Our next questions come from the line of Amit Hazan with Goldman Sachs. Please proceed with your questions.
Hey, it's Phil back on for Amit. Just on that kinda last point, I was hoping, Raj, maybe you could touch a little bit more on any kind of guideposts or key parameters you're thinking about when you make the breakeven comment. I know there were some milestone-based achievements for those remaining tranches in the Oaktree deal that you guys announced. Just anything that you'd like to comment there about what you're looking for or what levels you'd like to get to just to make that breakeven comment would be helpful. Thanks.
Yeah, no, it's a fair question, Phil, and I will tell you that, you know, the. You know, we're not yet ready to provide that level of detail in terms of kind of longer term targets for us. When we look at things like the construction of our new facility, the launch into the United States, the launch of MIA, China, you know, what we're doing in aesthetic breast recon, and all the growth initiatives we have out in front of us, and we lay that against what we believe we need to spend against those, and then the capital which the Oaktree financing has given us, we believe there is, you know, more than sufficient room to get to a breakeven point and actually start being cash flow positive with what we currently have.
Again, I realize that doesn't give you the kind of detail you're probably looking for, but we feel very comfortable with where we are that we can get to cash flow breakeven.

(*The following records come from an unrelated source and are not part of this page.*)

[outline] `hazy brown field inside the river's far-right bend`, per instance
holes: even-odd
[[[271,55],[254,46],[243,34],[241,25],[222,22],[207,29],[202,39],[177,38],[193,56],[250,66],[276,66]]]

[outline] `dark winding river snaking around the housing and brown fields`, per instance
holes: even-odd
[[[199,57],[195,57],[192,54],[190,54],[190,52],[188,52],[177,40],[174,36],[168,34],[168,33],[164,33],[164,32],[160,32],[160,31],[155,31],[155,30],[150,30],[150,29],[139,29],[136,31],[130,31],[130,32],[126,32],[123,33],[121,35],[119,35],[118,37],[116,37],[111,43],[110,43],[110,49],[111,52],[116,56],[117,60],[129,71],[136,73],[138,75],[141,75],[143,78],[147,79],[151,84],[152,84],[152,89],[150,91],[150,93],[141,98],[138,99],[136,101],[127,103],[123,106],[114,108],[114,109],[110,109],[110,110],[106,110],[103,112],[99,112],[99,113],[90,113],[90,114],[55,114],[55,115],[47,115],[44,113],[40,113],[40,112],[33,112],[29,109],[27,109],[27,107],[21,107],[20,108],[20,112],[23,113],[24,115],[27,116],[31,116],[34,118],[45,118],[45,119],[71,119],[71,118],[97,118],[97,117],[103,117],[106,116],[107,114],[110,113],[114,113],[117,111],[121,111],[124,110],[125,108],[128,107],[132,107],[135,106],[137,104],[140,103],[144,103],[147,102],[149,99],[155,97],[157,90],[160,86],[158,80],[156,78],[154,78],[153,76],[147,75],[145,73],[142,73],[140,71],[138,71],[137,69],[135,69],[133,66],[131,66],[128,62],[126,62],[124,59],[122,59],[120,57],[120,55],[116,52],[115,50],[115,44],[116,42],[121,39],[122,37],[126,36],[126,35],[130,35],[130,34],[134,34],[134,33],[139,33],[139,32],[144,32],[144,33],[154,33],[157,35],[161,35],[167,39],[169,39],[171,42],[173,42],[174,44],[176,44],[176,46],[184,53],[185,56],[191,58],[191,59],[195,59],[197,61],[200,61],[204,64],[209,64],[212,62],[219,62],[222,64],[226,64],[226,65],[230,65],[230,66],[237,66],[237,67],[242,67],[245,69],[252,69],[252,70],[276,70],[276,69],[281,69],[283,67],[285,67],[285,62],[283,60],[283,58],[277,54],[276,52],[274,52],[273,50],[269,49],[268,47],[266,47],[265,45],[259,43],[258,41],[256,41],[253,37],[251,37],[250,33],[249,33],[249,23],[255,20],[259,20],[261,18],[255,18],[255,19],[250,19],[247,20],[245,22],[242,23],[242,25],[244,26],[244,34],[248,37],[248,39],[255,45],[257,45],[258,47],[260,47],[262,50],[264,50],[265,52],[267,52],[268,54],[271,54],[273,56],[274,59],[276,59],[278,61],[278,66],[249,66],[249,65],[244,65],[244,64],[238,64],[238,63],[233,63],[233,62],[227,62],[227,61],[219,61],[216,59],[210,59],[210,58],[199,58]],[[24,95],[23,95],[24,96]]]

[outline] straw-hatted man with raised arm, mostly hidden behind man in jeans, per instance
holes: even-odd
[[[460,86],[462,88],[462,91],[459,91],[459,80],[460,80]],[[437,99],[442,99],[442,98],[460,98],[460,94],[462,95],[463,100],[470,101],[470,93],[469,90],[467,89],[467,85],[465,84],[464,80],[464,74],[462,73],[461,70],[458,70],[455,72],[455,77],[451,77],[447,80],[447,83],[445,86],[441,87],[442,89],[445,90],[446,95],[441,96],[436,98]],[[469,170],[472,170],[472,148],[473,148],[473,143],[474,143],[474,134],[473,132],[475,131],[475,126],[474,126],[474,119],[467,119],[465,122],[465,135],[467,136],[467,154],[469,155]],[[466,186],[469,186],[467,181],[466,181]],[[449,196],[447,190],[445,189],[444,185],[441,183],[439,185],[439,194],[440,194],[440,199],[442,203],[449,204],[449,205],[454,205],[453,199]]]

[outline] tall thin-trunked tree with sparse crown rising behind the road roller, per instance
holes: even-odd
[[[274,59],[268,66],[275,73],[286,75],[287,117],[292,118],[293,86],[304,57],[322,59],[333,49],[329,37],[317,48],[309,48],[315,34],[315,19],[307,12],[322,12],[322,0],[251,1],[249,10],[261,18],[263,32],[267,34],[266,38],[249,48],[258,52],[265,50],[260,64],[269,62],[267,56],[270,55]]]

No, it's helpful. Thanks. Thanks for taking the follow-up, Raj.
Okay. Thank you. There are no further questions at this time. I would like to turn the call back over to Juan José for any closing comments.
Thank you for joining us on today's call. We look forward to providing our next quarterly update in August, and we wish everyone continued good health.
This does conclude today's teleconference. We appreciate your participation. You may disconnect your lines at this time. Enjoy the rest of your day.